I want to do better but don't have time to learn how.

This video featuring Sir Ken Robinson is one of several from the 2012 International Society for Technology in Education (ISTE) conference that you can find on YouTube. Below the video I've highlighted some quotes from the video and provided some comments.

In the first section of the video Robinson pointed out two challenges that I think are relevant to everything I've been writing about on this blog.

1) "Practitioners don't have time for theory" - To me he's saying 'The people in the classroom, or leading tutor/mentor programs, don't have time to view all of the videos, read all the blogs, or read all the research this is being produced.' This is a critical issue. Learning should be focusing on adults who need more about social problems and solutions, not just kids going from first grade through traditional education systems.

2) "Policy makers don't know much about theory or practice"...This is even more important. The people who are making policy decisions at the government level, or who make funding decisions at the corporate or foundation level are focused on short term issues and are often too busy to spend time learning from all of the information available to them. How do we engage them in learning from all of the information that is being shared?

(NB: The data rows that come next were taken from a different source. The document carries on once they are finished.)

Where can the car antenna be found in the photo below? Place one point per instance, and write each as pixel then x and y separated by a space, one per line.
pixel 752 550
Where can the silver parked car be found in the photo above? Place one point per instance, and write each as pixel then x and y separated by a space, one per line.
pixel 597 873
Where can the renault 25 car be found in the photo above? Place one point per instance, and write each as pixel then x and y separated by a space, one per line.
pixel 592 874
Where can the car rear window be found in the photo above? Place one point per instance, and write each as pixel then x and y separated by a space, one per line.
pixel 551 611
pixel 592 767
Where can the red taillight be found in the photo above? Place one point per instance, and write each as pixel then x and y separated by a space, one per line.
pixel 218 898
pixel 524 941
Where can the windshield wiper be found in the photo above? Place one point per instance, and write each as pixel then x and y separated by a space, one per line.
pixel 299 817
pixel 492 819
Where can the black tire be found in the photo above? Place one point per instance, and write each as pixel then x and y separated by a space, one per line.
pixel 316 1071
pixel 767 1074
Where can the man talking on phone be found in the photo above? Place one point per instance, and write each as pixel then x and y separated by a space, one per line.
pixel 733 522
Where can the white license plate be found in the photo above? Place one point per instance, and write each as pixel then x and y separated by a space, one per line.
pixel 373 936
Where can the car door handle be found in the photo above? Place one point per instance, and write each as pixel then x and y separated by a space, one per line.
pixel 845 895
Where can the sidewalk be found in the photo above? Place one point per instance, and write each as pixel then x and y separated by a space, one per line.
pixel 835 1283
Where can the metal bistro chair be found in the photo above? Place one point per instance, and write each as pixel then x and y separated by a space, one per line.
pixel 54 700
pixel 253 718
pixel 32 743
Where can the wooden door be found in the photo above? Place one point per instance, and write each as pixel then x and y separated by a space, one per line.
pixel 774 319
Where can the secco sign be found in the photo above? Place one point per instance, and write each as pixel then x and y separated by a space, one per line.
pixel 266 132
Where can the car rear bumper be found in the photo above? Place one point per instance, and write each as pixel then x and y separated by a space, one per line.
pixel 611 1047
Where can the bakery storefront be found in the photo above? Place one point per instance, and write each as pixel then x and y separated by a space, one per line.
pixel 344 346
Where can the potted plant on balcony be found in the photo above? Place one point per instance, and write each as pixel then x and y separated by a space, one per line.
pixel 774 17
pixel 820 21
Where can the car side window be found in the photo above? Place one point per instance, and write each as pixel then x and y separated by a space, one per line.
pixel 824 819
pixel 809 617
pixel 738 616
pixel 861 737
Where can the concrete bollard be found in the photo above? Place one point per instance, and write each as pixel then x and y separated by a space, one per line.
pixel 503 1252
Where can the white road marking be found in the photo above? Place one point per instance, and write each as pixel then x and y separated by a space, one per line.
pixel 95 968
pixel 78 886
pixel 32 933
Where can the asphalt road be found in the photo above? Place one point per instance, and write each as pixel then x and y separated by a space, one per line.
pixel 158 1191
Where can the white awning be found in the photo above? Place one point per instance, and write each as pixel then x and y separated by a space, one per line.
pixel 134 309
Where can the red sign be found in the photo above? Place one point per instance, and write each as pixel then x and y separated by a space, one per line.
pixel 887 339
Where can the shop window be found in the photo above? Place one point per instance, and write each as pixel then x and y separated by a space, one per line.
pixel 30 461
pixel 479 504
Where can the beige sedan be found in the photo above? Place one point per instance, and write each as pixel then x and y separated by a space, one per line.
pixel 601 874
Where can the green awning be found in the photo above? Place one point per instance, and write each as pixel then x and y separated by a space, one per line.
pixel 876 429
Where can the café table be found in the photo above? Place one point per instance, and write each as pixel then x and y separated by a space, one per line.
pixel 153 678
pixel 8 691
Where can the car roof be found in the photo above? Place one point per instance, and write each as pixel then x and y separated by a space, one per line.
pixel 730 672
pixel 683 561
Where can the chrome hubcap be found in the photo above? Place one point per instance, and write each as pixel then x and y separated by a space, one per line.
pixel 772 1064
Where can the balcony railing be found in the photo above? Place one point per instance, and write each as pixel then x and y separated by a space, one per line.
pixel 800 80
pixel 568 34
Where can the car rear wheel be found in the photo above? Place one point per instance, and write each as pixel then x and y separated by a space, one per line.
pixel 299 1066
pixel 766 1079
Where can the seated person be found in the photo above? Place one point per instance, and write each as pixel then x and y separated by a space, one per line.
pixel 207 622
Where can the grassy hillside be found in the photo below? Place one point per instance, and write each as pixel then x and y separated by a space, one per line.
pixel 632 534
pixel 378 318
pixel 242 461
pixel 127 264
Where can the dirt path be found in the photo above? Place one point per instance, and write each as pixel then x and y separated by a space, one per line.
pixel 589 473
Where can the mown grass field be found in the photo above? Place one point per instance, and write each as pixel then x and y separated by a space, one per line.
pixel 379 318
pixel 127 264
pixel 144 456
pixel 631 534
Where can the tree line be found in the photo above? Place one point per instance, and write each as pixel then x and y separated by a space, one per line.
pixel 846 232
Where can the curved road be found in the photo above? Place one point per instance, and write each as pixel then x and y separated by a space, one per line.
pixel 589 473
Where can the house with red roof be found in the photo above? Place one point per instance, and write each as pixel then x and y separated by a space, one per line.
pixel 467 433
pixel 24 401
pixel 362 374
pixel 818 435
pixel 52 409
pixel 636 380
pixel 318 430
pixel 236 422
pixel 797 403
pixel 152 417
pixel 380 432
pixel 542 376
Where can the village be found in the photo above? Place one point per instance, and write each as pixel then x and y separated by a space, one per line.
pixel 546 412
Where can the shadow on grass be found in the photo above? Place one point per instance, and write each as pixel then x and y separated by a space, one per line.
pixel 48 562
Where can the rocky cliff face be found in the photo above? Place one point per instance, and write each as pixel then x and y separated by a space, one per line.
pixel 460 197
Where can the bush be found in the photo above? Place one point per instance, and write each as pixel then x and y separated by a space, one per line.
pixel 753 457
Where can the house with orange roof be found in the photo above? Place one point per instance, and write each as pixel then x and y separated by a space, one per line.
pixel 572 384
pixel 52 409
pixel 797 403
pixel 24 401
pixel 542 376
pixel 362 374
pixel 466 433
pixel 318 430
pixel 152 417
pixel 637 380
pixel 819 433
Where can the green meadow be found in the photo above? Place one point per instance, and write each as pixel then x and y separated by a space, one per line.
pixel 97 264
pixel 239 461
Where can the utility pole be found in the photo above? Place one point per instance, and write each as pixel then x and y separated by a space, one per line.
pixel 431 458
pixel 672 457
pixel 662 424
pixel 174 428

I wrote an article a few weeks ago showing how it's hard to get non profit leaders to collaborate on fixing some of the problems they face because they are too busy fighting for day-to-day survival and success in their work. I hope that my articles stimulate thinking among others so we can innovate ways to engage more people in learning from each other and from on-line information.

Robinson also said in this video "No Social Change is Linear. It is unpredictable and dynamic." This article about Evaluating Social Innovation is one of many I've posted in the Tutor/Mentor Connection library that shows challenges non profits face. I feel that if we can engage volunteers, donors, policy makers, practice leaders, etc. in on-going on-line learning and relationship building we can create shared understanding of the goals of innovative projects before we begin to frame strategies to achieve them. My leadership of tutor/mentor programs intended to engage volunteers as leaders so they would give more of their own time, talent and dollars to help do the day-to-day work because they had a personal understanding of where we were headed and how well we were doing in getting there.

Robinson recommended that we "Engage in the flow of knowledge" and stated "We learn from collaboration". I've focused on site-based volunteer-rich non-school programs because they connect adults from beyond poverty -- and from the workplace -- with youth and families living in high poverty neighborhoods in an on-going learning process. Robinson talked about the "economic purpose of education". If business leaders see a strategic value in supporting employee involvement and use of company resources to make constantly improving tutor/mentor programs available in more places, we would begin to see programs in more places with talented staff who keep volunteers and youth involved for multiple years, and support learning by both youth and volunteers. Such programs could support a constant increase in the resources available and the number of people involved.

This animation by one of my interns illustrates how supporting the volunteer's growth can make a difference.

I've written a number of articles focused on learning. I think that we won't solve our K-12 education problems until we build an adult-learning support system where adults become personally engaged in service projects and through that are engaged in learning more about why the service is needed and ways they and other adults need to be more consistent in providing the resources to support the places where adults and kids connect.

Those places can be schools operating from 8am to 3:30pm, or non school programs operating right after school or in the evening or weekend hours.

Robinson said "There is everything you can do." I agree. We all have a role to play in creating social change and making mentor-rich programs available in high poverty neighborhoods of Chicago and other cities.

I hope you have found time to read this far and hope you'll share this with others.

1 comment:

Tutor Mentor Connections said...

I'm part of a Deeper Learning MOOC that started in Jan 2014 and one article started out with "I am swamped and I am reading how others are swamped."